His relationship with Louise Griffiths, a pop starlet, meant he was pictured on the gossip pages of newspapers more often than on the winner’s podium, while legal wrangles over an aborted move from BAR-Honda to Williams proved a distraction both on and off the track. To date he has won only one grand prix — at Hungary last year.
And yet, suntanned after spending part of the winter in Lanzarote recovering from a karting accident that fractured his ribs, Button says this year will be different. With a new girlfriend, a new car and new priorities, he says 2007 will finally see him fulfil his potential.
It was Flavio Briatore, the flamboyant boss of Renault, who in 2003 mocked Button for allowing himself to be slowed down by things happening off the circuit, a savaging that Button now concedes he deserved — partly.
“‘Too much baggage’ was the expression. Yeah, he was right in certain ways and in other ways he wasn’t because he didn’t know the full story,” says Button. “But I’ve changed a lot and I think that’s shown. I think some of it has come out in the press, which obviously isn’t the best way to do it, but everything’s gone from my mind now except racing.
“That’s the great thing, I can just relax and focus on my job, and that’s what you need to do. You can’t have other things going on in the back of your mind because I’m racing against the best drivers in the world and to beat them you have to 100% focused.”
So what was the full story that Briatore didn’t know? “There were lots of mistakes I’ve made with contracts in the past.
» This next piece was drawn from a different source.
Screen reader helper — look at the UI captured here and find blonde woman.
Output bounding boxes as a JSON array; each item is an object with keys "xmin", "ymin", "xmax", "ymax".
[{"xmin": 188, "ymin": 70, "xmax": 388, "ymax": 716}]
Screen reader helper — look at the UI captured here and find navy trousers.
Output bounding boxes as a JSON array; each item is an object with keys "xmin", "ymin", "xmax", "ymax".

Signing for teams I didn’t want to be driving for. One was with Frank Williams. I was supposed to be racing with them in 2006 but decided I didn’t want to race there. Some people would say that I was spoilt and I was being very selfish. (But) I have to further my career. That’s the most important thing to me,” says Button.
“Frank and I came to an agreement which worked for both of us. We both got what we wanted. I ended up being with Honda, where I want to be for the future, and he got something as well.” So Honda hasn’t pressured him? “Trust me, I chose to be here. It cost me a lot of money.”
To be fair to Button, his car was the main problem last season. In Melbourne his engine blew up in sight of the finishing line. At the British Grand Prix it blew up again (humiliatingly in front of the Renault grandstand).
Worse still, at Silverstone the team failed to send him out for the second qualifying lap, meaning he started from 19th on the grid. When he went on Top Gear last summer to answer his critics, Jeremy Clarkson mocked his car for having a windscreen.
It will be harder to blame the car this season: he’s coy about precisely what’s changed, but says: “Everything is better. If it weren’t we’d be doing something wrong.”
So does he dream of matching Michael Schumacher’s record of seven championship titles? “Seven world championships is phenomenal and you really do have to be in the right place at the right time. I don’t know whether I want to be around for seven more years. I’ll have to wait and see. My goal is to win the world championship and then we’ll see what happens. I’m not going to plan too much into the future. My future at the moment is this year and that’s all I’m looking at.”
Button is only 27 (his birthday was on Friday) but he has a world of experience behind him and the poise and maturity of someone older. So he wasted a few years growing up — he’s still got 10 years before he reaches Schumacher’s retirement age.
The legions of F1 fans desperate for the first British world champion since Damon Hill in 1996 have heard it all before, of course, but this time there is more reason than ever to believe that Button has finally come of age.